After hearing initial reports from physician trainees in NSW, the Council surveyed its members and gathered many reports from male and female candidates who had applied for training places in the Royal Australasian College of Physicians’ advanced training program, as well general practice and obstetrics and gynaecology.
“Some are being prefaced by things like ‘I know I can’t ask you this but….’ under the guise of getting to know [the applicant] or workforce planning,” Dr Kennedy tells the limbic.
“The questions range from very explicit and clearly inappropriate like ‘are you planning to get pregnant?’ – the implication being you should not and if you are, you don’t get this job.
“Others were a little bit more canny, [for example] ‘is there any reason you won’t be able to complete this area of training?’”
With candidates facing fierce competition for training places, some are resorting to hiding their marital status for fear of being discriminated against, according to Dr Kennedy.
“The overt advice that people have been given going into these interviews was ‘take your wedding ring off, and if you’re asked an inappropriate question, say: ‘no I’m not planning to get pregnant’ rather than objecting to the question’.”

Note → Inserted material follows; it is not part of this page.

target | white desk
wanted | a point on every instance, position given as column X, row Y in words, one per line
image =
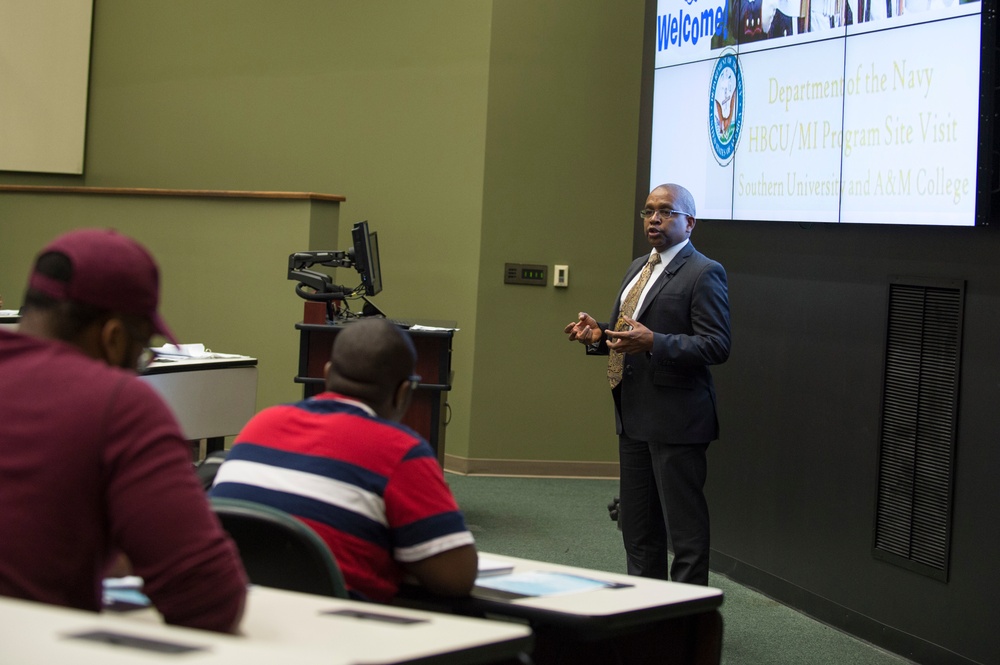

According to the Australian Human Rights Commission, employers may need to ask a pregnant candidate for information about her pregnancy to determine whether she will be able to perform the requirements of the job and assess health and safety risks. However it’s possible for a candidate to bring a complaint of discrimination if they can show an employer relied on information – such as the candidate having children – to decide not to offer them a job.

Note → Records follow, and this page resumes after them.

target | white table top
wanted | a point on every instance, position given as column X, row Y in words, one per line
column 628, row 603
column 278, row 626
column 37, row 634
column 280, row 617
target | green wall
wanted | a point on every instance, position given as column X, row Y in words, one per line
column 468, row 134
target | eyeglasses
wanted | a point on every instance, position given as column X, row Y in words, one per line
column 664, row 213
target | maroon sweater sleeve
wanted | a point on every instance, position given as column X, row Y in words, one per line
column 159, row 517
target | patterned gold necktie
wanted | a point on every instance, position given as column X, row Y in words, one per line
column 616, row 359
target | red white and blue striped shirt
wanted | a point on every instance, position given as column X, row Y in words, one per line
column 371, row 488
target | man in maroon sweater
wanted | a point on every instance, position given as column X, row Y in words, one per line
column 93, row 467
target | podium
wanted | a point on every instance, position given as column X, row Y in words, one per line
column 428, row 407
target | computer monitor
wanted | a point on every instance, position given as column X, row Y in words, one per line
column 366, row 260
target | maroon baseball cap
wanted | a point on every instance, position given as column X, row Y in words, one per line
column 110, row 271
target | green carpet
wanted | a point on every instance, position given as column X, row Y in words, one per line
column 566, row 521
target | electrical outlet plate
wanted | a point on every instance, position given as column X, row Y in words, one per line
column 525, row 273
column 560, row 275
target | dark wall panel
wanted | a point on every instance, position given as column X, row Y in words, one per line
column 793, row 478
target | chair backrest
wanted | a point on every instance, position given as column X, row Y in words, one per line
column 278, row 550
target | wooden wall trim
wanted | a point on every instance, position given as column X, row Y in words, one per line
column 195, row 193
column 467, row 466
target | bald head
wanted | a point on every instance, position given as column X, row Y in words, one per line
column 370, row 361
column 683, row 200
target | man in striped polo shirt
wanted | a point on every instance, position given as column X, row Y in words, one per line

Dr Kennedy says the informal setting of the pre-interview appears to facilitate an inappropriate line of questioning to elicit information which may even in some cases be used “to help cull applications.”
When the AMA raised it as an issue, it was told have defended the use of pre-interviews as a “necessary step in the selection process”, arguing that the formal interview itself “is so short we can’t offer interviews to everyone so we want to know who’s really keen”.
But this is not an excuse for engaging in a practice that compromises selection processes and likely breaches workplace discrimination laws, says Dr Kennedy.
The issue came to a head last year, prompting the NSW Ministry of Health to publish a brochure outlining what types of questions are and are not appropriate in interview settings.
The RACP has since followed suit, with president Associate Professor Mark Lane highlighting the publication of a statement on the issue in the college’s newsletter.
“Regrettably, over the last 12 months there have been reports of College members asking unacceptable questions of prospective trainees during interviews. The College has issued a statement outlining what is acceptable and what is not – and it is incumbent on us all to adopt best practice,” Professor Lane said.
But Dr Kennedy believes further action is needed, such as new guidelines for “pre-interviews” that stipulate they only operate as a group information session in which candidates can ask questions about the job being offered.
“It should not be about asking trainees questions about themselves, that is what a formal interview is for. And then, the questions should be based purely around the selection criteria for the job, none of which includes whether you have a uterus, plan to use it or are married or otherwise.”
In a statement, a spokeswoman for the RACP said ‘does not support discrimination of any kind” and backed employers and the AMA CDT in their efforts to stamp out unacceptable behaviour in recruitment.
The president’s message is clear and confirms that members involved in selection are to adhere to principles including: selecting for excellence, embracing diversity, and rigour and fairness through the use of a selection process that is merit-based, transparent and equitable, the spokeswoman said.
“The College is working on a Guide to Selection which will continue to re-iterate its stance and provide further guidance to Fellows involved in selection,” she concluded.